Well, it is one way of lowering prison numbers, I suppose, by not convicting the 15% minority responsible for 50% of serious crime, but that would, of course, be most unfair to those criminals who do not have the good fortune to be of the Chosen Race. And meting out more lenient punishments to those of Maori birth, or even some of those of Maori birth, will of course simply lead to more Maori crime. Why would it not, if punishment is not forthcoming? And what, I shudder to wonder, would Her Honour do then?

So here we have a New Zealand judge introducing racism and aristocracy into criminal punishments. You get a lighter sentence than anyone else if you are a member of the Maori aristocracy. Too bad if you are just a stupid common old white person. And this from a woman who has sworn, upon taking judicial office, to ‘do right to all  manner of people after the laws and usages of New Zealand without fear or favour, affection or ill will’. Does she understand what these words mean? This woman is untrue to her judicial oath. She is unfit to be a judge.
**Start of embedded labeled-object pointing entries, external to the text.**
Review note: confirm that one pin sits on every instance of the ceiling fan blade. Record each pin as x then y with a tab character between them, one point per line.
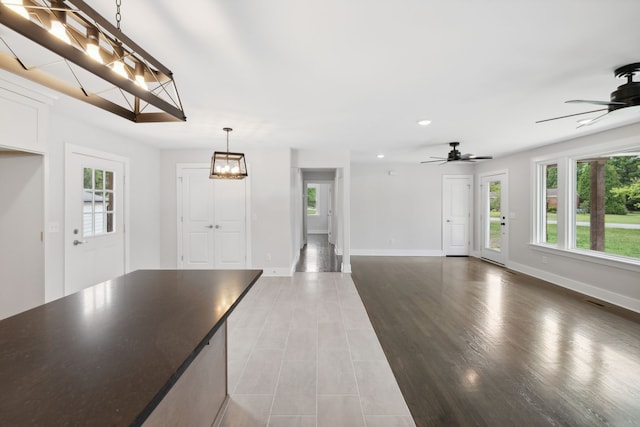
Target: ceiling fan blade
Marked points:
592	121
585	101
572	115
469	157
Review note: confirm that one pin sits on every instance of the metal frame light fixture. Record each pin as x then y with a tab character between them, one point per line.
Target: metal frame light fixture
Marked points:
139	87
227	165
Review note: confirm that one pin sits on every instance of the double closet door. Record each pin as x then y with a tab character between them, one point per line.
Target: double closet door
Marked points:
211	221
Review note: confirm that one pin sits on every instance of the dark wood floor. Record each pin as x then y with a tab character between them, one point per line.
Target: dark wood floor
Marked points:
471	343
318	255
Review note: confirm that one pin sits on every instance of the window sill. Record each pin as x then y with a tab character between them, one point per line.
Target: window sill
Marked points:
591	257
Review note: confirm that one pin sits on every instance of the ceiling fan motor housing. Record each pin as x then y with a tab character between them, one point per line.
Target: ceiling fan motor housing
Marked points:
454	154
628	93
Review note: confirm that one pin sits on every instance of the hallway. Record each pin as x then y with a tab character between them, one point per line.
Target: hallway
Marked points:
319	256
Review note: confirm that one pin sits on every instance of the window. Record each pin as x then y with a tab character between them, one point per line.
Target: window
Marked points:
549	204
607	212
312	199
595	209
98	202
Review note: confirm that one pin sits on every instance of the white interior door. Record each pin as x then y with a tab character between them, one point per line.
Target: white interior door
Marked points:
456	213
212	221
330	214
494	217
94	220
197	219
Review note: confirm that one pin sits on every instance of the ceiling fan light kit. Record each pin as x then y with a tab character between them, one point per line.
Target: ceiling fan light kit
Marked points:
78	34
627	95
456	156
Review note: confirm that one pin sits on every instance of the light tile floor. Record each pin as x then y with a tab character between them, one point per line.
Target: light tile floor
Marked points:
302	352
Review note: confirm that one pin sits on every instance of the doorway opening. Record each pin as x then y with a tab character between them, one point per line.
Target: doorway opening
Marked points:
318	252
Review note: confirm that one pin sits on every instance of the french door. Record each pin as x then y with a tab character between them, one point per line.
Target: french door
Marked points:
494	215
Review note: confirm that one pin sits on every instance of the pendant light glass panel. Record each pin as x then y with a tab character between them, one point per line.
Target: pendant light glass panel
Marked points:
225	165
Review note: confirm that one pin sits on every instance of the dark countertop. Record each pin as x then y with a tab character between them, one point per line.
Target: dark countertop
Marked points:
108	354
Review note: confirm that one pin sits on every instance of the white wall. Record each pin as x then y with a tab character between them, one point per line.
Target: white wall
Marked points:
144	178
319	223
271	213
618	285
341	161
398	213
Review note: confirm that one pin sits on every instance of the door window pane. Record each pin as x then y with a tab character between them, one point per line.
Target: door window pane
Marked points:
312	199
98	202
495	232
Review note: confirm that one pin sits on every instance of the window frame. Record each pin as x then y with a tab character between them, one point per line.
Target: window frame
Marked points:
567	190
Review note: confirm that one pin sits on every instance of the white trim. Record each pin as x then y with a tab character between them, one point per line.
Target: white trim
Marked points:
397	252
602	258
470	231
247	212
70	149
504	250
583	288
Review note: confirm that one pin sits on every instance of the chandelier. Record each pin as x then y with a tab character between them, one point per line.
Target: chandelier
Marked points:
80	45
227	165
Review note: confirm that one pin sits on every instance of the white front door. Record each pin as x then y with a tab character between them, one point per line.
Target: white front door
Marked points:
212	221
494	217
229	219
456	214
197	219
94	220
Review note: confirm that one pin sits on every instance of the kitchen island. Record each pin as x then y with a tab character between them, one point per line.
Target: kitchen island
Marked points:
146	348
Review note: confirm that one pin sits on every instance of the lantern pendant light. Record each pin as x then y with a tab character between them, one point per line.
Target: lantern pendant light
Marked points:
227	165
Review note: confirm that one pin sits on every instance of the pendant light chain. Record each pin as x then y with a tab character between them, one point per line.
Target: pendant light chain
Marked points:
118	14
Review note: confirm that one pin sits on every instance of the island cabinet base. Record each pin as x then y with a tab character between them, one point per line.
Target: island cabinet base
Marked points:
199	395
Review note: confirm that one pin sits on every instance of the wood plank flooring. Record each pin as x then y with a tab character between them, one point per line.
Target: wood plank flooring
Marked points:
318	255
471	343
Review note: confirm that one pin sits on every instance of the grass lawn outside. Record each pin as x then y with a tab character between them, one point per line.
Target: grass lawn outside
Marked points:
630	218
617	241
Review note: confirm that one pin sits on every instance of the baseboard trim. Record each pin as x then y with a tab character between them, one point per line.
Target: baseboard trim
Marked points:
574	285
396	252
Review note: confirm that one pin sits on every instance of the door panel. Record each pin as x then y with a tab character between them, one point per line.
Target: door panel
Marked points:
456	202
229	211
197	219
494	217
213	228
94	222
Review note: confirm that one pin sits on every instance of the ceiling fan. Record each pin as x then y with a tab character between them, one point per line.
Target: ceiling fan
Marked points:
456	156
627	95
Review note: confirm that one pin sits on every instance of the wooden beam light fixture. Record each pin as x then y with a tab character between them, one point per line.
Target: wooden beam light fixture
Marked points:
131	83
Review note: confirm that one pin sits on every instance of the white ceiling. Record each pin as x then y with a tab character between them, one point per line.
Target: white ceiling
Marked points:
359	74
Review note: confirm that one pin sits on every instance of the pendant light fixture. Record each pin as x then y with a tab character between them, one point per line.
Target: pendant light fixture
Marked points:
139	87
227	165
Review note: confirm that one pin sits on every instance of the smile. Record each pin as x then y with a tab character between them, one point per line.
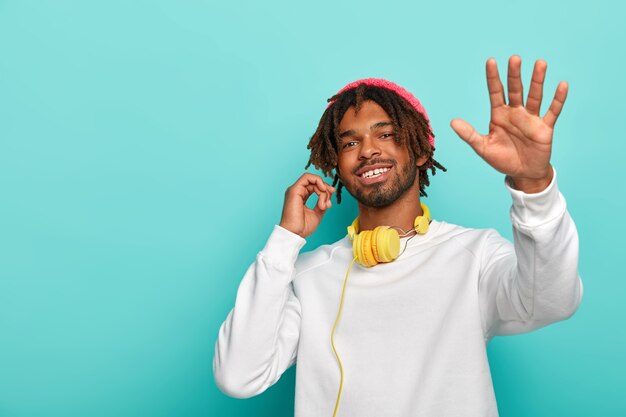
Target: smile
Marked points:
374	172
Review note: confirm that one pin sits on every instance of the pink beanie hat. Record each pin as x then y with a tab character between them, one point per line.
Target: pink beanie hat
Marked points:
379	82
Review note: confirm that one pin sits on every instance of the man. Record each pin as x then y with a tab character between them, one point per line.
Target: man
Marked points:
409	324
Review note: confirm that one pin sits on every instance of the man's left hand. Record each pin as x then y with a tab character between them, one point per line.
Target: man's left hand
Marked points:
519	142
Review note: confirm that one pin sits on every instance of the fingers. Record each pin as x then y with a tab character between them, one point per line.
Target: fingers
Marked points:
468	134
309	184
494	85
535	92
557	104
514	82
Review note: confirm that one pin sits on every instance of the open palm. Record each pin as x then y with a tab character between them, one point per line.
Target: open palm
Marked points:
519	142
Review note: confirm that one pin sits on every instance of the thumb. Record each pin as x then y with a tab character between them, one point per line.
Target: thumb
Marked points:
468	134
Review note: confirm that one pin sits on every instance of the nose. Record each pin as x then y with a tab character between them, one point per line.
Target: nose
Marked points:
369	148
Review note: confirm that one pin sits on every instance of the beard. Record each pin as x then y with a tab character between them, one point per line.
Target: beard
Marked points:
383	194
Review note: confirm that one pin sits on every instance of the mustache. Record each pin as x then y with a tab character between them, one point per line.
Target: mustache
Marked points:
373	162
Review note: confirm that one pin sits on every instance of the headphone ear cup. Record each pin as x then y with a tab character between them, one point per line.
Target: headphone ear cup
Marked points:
421	224
368	254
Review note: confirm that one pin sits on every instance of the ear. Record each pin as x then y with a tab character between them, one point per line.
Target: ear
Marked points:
421	160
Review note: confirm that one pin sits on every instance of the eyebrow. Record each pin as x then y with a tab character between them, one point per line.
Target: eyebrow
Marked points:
372	127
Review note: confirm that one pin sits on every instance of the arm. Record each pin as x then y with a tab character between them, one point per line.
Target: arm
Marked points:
259	339
536	281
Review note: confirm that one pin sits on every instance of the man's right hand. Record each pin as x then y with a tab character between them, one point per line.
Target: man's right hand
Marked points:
297	217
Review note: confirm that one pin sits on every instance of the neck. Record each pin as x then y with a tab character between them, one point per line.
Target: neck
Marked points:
401	213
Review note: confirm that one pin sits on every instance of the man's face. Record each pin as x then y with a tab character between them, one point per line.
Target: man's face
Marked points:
372	166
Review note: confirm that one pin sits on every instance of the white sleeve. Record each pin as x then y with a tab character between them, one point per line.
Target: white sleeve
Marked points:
259	339
535	282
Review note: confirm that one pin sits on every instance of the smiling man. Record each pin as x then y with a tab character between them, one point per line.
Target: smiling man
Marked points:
404	331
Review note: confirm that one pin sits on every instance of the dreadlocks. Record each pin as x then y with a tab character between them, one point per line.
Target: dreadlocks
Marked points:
412	128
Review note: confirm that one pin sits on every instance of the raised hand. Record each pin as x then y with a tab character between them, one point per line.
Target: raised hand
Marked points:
519	143
297	217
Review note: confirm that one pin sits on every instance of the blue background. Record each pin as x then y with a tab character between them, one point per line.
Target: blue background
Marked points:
145	147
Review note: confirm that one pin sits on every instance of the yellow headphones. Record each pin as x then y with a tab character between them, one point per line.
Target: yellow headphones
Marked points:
382	244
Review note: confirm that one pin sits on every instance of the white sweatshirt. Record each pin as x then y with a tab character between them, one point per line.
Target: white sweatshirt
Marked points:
413	333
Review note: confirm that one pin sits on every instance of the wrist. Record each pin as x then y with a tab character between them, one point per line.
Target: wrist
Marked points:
532	185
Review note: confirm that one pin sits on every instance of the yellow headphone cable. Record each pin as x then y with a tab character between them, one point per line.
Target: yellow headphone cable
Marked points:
332	333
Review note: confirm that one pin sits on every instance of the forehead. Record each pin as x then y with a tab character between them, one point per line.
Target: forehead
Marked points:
369	113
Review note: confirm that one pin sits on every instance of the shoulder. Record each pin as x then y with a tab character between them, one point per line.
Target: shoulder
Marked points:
473	240
322	255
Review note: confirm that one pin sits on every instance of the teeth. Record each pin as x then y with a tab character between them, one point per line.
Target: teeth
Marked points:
374	173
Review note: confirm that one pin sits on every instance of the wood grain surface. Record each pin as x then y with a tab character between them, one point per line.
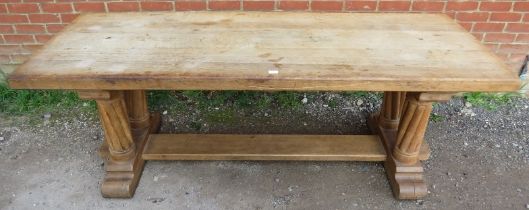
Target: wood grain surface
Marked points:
265	51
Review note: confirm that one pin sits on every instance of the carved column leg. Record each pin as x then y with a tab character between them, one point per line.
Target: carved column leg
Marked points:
391	109
401	125
125	135
139	116
411	130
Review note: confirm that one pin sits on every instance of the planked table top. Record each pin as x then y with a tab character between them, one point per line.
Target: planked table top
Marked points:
265	51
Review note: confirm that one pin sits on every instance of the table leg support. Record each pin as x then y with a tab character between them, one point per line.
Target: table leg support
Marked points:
401	125
127	124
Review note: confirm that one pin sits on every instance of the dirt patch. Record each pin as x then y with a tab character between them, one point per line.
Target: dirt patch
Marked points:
479	161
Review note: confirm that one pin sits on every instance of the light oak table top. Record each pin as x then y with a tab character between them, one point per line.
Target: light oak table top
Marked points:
265	51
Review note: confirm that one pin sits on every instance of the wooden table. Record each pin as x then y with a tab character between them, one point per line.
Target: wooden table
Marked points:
416	59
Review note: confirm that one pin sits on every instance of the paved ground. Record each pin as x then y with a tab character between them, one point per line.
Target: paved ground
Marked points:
480	160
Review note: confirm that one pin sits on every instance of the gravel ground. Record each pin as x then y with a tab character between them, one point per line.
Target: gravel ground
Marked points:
479	161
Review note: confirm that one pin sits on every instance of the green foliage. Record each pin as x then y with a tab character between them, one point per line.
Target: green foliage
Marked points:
356	94
164	99
489	101
289	100
16	102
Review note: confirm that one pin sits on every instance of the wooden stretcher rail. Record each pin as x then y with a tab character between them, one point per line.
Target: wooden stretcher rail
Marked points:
267	147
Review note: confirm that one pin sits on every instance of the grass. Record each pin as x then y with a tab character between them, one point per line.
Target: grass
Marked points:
220	103
18	102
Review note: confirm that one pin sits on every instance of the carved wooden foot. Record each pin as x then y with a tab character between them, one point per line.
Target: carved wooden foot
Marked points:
127	125
121	179
401	124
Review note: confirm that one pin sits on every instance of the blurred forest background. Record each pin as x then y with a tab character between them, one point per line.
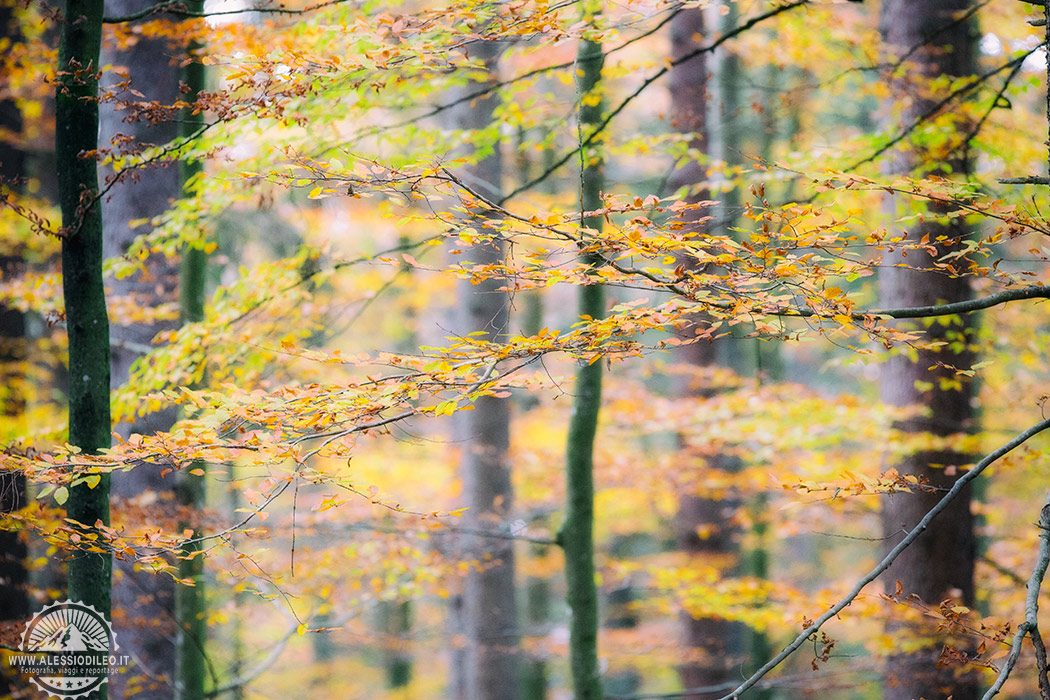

George Orwell, I recall, once said that the reaction of every Englishman was to be a Bolshevik when reading the Tatler, a Tory when reading the People’s Voice. I know what he means. Usually I am on the side of the Scarlet Pimpernel, rescuing aristos from the tumbrils under the very noses of the revolutionary canaille; but right now I am with the revolutionaries. Down with racial privilege! Down with the petty stupid dictators who would fasten these chains upon us! A bas les aristos! Her Honour’s attitude is utterly intolerable in a New Zealand judge or a civilised legal system, and it must be rooted out at once. There is only one way to deal with ideas like hers.  Clearly, the time is coming when we shall have to speak up with increasing stridency in defence of our rights, if judges can think to dispense with them so casually. Kipling wrote of the Rule of Law ~

Whatsoever for any cause seeketh to take or to give
Power above or beyond the laws, suffer it not to live.
Holy Church, or holy State, or holy People’s Will;
Have no truck with the senseless thing; order the guns and kill.

Or holy Maori Race. Let us trust that we need to do so only metaphorically.